Show that every polynomial is the sum of an even and odd function.

Question

I have been given an optional challenge problem at the end of one of my earlier tutorials that I am unsure how to solve. It is a question with three parts, but I would like to tackle them separately with a little help on part a.

a function $f$ is even if $f(-x) = f(x)$ for all $x$, and odd if $f(-x) = -f(x)$ for all $x$.

Now I am told to show that every polynomial is the sum of both an even and an odd function, but have no idea how to go about this.

Is the key to this question that $f(-x) = x^2$ will always $= f(x)$ $\therefore$ $x^2$ is even? I understand that, and if a secondary function was $g(-x) = x$, where x is only positive, then it would make sense that this is a odd function, but it is for all x, and therefore a negative x value in g(-x) would become positive and it wouldn't be an odd or an even function.

Answer 1

Hint: $x$, $x^3$, $x^5$, ... are all odd, while $1$, $x^2$, $x^4$, ... are all even (prove this!). So try decomposing a polynomial into a sum of terms only involving even powers of $x$, and terms only involving odd powers of $x$.

Answer 2

Think about the easiest even (or odd) functions. The first one I will think of is $f(x) = x$ and $f(x) = x^2$. Next you will realize that for $f(x) = x^n$ it is even or odd depending on if $n$ is even or odd. (That also helps you to understand why they are called even (or odd) functions.)

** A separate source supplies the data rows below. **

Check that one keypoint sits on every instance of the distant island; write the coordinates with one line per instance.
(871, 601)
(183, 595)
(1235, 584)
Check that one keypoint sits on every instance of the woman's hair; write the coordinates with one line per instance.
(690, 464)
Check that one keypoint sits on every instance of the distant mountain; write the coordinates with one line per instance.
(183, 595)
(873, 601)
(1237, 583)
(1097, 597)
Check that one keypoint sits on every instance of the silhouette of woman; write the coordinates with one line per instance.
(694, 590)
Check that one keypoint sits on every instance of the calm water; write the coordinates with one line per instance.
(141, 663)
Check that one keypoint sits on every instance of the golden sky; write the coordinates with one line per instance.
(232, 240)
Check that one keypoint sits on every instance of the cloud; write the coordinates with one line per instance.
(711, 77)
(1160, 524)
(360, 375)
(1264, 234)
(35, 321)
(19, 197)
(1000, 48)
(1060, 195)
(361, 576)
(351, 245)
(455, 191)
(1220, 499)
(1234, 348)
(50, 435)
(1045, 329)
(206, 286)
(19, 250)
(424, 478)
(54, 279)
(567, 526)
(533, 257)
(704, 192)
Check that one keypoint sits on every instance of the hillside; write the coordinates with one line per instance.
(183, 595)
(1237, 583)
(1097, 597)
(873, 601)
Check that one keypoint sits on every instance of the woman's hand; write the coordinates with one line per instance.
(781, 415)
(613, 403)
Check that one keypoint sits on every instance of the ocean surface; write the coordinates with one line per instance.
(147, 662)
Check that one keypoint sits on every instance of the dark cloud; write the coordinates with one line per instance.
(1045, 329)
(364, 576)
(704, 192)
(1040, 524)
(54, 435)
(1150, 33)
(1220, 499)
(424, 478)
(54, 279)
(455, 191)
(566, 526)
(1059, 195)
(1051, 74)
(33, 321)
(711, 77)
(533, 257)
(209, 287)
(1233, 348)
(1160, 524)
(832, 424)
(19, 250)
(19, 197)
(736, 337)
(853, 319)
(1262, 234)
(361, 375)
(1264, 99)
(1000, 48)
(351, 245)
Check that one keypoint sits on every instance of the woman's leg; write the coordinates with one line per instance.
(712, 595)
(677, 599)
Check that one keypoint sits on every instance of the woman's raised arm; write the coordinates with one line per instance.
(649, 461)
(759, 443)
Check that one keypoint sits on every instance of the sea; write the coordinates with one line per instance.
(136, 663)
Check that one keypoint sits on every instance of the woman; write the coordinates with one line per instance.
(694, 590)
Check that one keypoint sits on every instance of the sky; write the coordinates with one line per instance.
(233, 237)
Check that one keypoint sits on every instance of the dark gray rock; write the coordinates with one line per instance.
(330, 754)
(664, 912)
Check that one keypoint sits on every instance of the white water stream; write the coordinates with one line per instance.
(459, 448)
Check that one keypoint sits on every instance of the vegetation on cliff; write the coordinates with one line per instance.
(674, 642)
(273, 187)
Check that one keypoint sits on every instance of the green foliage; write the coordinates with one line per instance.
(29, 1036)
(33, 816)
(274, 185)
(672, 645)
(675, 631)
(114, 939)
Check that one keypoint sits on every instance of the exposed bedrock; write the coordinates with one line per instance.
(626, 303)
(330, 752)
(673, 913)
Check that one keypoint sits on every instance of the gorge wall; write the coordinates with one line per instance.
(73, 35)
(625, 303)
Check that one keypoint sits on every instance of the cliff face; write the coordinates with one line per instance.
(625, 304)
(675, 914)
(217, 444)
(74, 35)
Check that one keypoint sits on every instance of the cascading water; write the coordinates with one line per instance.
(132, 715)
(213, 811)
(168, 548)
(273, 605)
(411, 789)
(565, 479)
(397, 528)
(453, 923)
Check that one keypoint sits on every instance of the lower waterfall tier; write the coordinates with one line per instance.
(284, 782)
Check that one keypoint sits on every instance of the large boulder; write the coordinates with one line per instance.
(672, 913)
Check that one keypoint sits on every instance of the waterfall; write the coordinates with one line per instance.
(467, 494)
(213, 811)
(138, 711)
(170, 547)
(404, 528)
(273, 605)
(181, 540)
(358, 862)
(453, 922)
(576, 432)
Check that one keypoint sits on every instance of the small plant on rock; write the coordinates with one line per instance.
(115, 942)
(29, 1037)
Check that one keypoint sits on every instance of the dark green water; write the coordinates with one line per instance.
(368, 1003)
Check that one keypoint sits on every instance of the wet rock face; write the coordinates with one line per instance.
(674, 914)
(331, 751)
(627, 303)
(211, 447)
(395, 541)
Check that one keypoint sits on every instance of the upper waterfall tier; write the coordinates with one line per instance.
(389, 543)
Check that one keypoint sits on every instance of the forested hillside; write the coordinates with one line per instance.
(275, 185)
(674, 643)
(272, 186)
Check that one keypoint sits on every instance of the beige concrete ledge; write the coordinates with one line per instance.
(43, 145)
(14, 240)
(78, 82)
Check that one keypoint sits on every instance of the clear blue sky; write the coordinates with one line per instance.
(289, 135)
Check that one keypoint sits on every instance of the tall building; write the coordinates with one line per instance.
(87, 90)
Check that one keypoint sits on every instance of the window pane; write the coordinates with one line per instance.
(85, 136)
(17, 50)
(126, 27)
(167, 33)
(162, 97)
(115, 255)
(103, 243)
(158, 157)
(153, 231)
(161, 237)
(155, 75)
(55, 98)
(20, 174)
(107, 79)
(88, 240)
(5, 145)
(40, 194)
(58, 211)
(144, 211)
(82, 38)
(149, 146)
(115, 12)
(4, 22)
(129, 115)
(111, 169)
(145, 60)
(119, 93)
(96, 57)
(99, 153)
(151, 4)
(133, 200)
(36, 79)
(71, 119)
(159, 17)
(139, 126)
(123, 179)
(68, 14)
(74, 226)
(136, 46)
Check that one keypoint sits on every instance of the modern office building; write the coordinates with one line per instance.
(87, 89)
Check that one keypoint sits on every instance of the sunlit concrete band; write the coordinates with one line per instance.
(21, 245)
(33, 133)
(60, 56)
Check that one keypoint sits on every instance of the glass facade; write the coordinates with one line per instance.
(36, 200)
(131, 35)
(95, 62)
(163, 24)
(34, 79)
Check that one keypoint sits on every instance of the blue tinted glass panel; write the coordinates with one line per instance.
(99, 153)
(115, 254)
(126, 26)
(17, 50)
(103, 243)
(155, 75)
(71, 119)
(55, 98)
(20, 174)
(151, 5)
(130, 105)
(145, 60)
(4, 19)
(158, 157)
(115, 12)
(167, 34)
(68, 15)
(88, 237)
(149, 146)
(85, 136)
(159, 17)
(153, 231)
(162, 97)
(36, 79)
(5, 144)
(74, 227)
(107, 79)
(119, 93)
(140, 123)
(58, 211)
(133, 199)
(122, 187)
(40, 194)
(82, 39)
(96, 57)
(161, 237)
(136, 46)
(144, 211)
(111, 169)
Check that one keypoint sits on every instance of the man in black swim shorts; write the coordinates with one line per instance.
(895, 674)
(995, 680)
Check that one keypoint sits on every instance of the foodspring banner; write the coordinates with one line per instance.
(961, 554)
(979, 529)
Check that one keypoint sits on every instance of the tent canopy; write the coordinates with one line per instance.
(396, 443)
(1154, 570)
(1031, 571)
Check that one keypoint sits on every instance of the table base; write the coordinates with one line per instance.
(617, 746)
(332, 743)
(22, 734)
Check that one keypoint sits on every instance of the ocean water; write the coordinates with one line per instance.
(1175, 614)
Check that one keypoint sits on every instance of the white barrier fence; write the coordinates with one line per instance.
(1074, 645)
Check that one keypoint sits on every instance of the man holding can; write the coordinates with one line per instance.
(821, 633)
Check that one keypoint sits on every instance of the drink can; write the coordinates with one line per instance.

Now that we are only looking at polynomials, we can naturally divide a polynomials into odd and even degrees. The rest would be easy.

A more general construction works for any functions: $\frac{f(x) + f(-x)}{2}$ is always even, and $\frac{f(x) - f(-x)}{2}$ is always odd, and they add up to $f(x)$.

Answer 3

I think T. Bongers's answer is the most natural way to solve this problem, seeing as your given function is a polynomial. Here is an alternative method. You have a given function $P(x)$ which you want to express as the sum of an odd function, call it $D(x)$, and an even function, call it $E(x)$. So $P(x),D(x),E(x)$ satisfy the identity $P(x)=D(x)+E(x)$. That's one equation in two unknowns, $D(x)$ and $E(x)$. Now, substituting $-x$ for $x$ in the identity $P(x)=D(x)+E(x)$, you get another identity, $P(-x)=D(-x)+E(-x)=-D(x)+E(x)$. So now you have two equations in two unknowns: $D(x)+E(x)=P(x)$ and $-D(x)+E(x)=P(-x)$. Solving this system of equations, you get formulas for $D(x)$ and $E(x)$ in terms of $P(x)$ and $P(-x)$. You can then verify that $D(x)$ and $E(x)$ are indeed odd and even respectively, and that (assuming $P(x)$ is a polynomial, or even an infinite series in powers of $x$) they are the same functions that T. Bongers hinted at in his answer.